I think so yes, but I don't hold Drew up on a pedestal either, nor feel Walters is totally useless. As far as I'm aware he wrote both Garrus and Wrex in Mass Effect, along with Garrus' story arc in Mass Effect 2. I don't think he's a bad writer so much as maybe a weak lead writer, as both ME2 and ME3 have the most fragmented main narratives (ME2 especially). But it's really impossible to tell without knowing who exactly wrote what. People kept attributing Cerberus rise into a super group in ME2 to Walters, but then I heard that was Drew's doing, so *shrug*.

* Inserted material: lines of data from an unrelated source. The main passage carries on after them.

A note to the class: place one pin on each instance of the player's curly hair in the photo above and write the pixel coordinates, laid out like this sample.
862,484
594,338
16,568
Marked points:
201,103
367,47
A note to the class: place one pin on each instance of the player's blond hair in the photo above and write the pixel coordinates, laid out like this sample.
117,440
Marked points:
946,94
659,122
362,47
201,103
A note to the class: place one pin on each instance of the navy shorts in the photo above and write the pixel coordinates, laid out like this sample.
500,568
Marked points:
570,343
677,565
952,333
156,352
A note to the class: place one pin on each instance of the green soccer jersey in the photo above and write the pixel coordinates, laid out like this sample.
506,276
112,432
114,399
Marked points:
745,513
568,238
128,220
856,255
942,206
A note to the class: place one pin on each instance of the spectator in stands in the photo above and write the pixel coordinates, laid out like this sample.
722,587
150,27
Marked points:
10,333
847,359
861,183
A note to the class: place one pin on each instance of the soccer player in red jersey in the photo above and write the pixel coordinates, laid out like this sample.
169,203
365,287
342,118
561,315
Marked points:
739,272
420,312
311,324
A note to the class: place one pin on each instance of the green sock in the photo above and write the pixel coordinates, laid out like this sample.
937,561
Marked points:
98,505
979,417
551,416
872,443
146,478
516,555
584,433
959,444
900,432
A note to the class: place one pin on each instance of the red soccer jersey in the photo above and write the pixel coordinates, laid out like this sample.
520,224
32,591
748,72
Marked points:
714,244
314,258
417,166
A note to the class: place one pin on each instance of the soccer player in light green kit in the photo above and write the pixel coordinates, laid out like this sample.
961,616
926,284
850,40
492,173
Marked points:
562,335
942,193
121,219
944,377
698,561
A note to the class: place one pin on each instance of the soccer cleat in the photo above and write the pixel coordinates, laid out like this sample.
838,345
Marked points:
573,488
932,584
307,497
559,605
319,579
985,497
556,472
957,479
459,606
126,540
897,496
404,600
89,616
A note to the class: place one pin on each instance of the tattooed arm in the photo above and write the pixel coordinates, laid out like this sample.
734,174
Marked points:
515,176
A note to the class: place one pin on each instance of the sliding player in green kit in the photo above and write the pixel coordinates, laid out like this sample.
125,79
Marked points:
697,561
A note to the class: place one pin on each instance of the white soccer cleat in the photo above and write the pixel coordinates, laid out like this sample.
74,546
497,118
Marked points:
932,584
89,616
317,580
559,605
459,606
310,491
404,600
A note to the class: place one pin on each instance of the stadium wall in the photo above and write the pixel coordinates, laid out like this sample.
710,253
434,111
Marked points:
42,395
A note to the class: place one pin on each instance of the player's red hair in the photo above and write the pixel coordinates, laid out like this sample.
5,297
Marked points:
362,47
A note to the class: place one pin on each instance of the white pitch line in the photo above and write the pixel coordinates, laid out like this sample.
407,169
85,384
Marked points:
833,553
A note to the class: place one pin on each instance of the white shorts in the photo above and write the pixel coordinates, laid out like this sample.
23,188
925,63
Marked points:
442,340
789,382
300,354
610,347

That being said, I feel the MacGuffin is both their fault, because I maintain that they wrote themselves into a corner with the first game. I've said this since before Mass Effect 2 came out: ending the first game on "we stopped the Reapers, but...the Reapers!" was doomed to cause problems and make the first game inconsequential. The wrote a mysterious, unfathomably powerful nemesis desperately fighting for its return for the return of its kind after almost being beaten by the previous cycle, then defeated, only to then in the same breath say there's more and they're coming so we have to beat them too. I've always felt Mass Effect was written under the the possibility there wouldn't be any more games regardless of intentions, but they had to leave room for a sequel. So we got the Reapers returning in all their might, and suddenly BioWare is faced with the problem of how to believably get rid of them.
The MacGuffin was dumb but I feel they in many ways doomed themselves once the credits rolled in Mass Effect 1.